Sausage and apple stuffing

  • 1 lb (450 g) of pork sausage meat
  • 3 peeled and chopped apples
  • 1 chopped onion
  • 1 cup of chopped celery
  • 4 cups of fresh breadcrumbs
  • 2 eggs
  • freshly chopped parsley
  • salt and pepper
  1. In a large saucepan cook the sausage meat until it has browned, breaking the meat up with a fork whilst cooking.
  2. Drain away the meat juices and fat but leave ¼ of a cup of the juices in the pan to fry the vegetables in.
  3. Transfer the cooked sausage meat to a large mixing bowl.
  4. Fry the chopped apples, celery and onion in the saucepan with the sausage meat drippings for about 10 minutes until all the ingredients are fairly soft.
  5. Remove from the heat and add to the sausage meat together with the breadcrumbs, parsley and salt and pepper and mix all the ingredients well.
  6. Finally, add the two eggs, mix thoroughly to bind and form the stuffing and use immediately.

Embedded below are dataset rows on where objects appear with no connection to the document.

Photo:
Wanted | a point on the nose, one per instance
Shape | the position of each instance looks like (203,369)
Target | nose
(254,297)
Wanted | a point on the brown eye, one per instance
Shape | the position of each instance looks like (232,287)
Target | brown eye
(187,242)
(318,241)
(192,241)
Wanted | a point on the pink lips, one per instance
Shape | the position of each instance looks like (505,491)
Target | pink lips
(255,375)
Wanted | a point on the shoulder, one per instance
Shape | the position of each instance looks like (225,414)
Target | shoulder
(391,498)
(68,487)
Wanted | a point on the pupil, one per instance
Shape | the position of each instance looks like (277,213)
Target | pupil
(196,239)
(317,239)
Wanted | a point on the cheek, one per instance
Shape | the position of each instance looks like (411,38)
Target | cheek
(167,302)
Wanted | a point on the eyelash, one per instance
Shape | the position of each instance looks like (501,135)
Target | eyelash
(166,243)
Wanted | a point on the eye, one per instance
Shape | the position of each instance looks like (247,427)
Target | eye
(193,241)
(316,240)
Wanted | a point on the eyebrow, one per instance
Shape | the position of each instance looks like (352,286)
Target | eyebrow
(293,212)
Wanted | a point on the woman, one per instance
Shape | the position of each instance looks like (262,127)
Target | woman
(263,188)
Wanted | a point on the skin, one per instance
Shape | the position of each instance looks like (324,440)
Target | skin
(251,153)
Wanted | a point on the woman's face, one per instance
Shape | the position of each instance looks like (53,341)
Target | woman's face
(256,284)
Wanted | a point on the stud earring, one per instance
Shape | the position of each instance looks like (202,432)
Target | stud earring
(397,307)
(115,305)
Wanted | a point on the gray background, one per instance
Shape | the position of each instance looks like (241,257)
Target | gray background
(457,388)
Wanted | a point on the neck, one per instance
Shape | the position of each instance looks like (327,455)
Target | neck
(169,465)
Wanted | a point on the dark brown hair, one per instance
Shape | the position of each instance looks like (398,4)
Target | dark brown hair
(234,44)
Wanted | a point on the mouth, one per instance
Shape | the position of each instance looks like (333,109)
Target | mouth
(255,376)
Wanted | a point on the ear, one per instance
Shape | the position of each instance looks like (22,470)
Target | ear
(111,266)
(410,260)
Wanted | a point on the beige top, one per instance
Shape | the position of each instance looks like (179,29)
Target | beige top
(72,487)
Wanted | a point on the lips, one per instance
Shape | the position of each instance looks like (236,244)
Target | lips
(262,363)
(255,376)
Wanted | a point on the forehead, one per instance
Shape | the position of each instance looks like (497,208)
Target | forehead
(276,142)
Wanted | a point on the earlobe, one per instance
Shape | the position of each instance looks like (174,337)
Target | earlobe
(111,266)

Mushroom and apple stuffing

Ingredients (for a 6lb bird)
  • ½ lb (225 g) of quartered fresh mushrooms
  • 1 cup of peeled and diced apple
  • 1 small chopped onion
  • ½ a cup of chopped celery
  • 6 cups of breadcrumbs
  • 3 tbsp of butter
  • ¾ of a cup of chicken stock
  • 1 beaten egg
  • ½ tsp of poultry seasoning
  • freshly chopped parsley
  • salt and pepper
  1. Melt the butter in a large saucepan and gently cook the mushrooms, onions and celery for around 5 minutes.

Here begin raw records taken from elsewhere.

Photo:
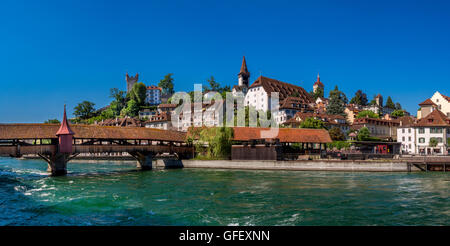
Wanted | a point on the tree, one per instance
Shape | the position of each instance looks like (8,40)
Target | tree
(132,109)
(398,113)
(433,142)
(363,134)
(338,101)
(84,110)
(167,84)
(367,113)
(318,93)
(52,121)
(389,103)
(119,102)
(336,134)
(138,93)
(312,123)
(360,98)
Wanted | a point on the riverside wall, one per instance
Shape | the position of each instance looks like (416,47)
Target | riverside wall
(303,165)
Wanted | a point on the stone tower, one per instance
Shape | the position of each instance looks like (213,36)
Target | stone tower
(131,81)
(318,84)
(243,75)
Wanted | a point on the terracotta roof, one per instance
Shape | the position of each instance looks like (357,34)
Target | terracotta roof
(285,135)
(284,89)
(435,118)
(152,87)
(294,103)
(427,103)
(167,105)
(48,131)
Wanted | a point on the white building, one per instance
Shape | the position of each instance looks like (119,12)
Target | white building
(153,96)
(259,93)
(437,101)
(416,138)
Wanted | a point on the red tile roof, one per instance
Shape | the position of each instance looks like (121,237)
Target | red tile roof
(284,89)
(285,135)
(427,103)
(48,131)
(435,118)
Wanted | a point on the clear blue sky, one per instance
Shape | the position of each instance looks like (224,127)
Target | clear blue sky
(63,52)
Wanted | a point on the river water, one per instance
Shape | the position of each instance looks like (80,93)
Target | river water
(113,193)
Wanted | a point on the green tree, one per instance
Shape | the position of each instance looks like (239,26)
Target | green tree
(336,134)
(311,122)
(318,93)
(167,84)
(52,121)
(138,93)
(398,113)
(367,113)
(363,134)
(360,98)
(337,103)
(433,142)
(389,103)
(84,110)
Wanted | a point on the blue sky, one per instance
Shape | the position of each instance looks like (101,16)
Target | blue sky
(63,52)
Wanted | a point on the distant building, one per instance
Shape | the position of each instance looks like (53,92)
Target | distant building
(416,137)
(243,79)
(259,93)
(131,81)
(318,84)
(437,101)
(153,96)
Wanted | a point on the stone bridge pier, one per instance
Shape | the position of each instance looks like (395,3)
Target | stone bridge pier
(144,159)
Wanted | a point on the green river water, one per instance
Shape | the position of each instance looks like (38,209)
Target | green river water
(113,193)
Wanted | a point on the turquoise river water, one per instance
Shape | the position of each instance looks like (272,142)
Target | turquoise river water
(113,193)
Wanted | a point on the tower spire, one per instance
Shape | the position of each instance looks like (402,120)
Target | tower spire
(64,129)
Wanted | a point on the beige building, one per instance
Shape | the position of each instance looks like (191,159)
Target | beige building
(437,101)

  2. Remove the pan from the heat and add the poultry seasoning and the salt and pepper. Stir evenly into the mushroom mixture.
  3. Transfer the ingredients to a large mixing bowl. Add the breadcrumbs, parsley and apples and mix together.
  4. Then, add the remaining liquid ingredients and mix altogether to form the stuffing mixture.
  5. Use immediately to stuff your chosen bird.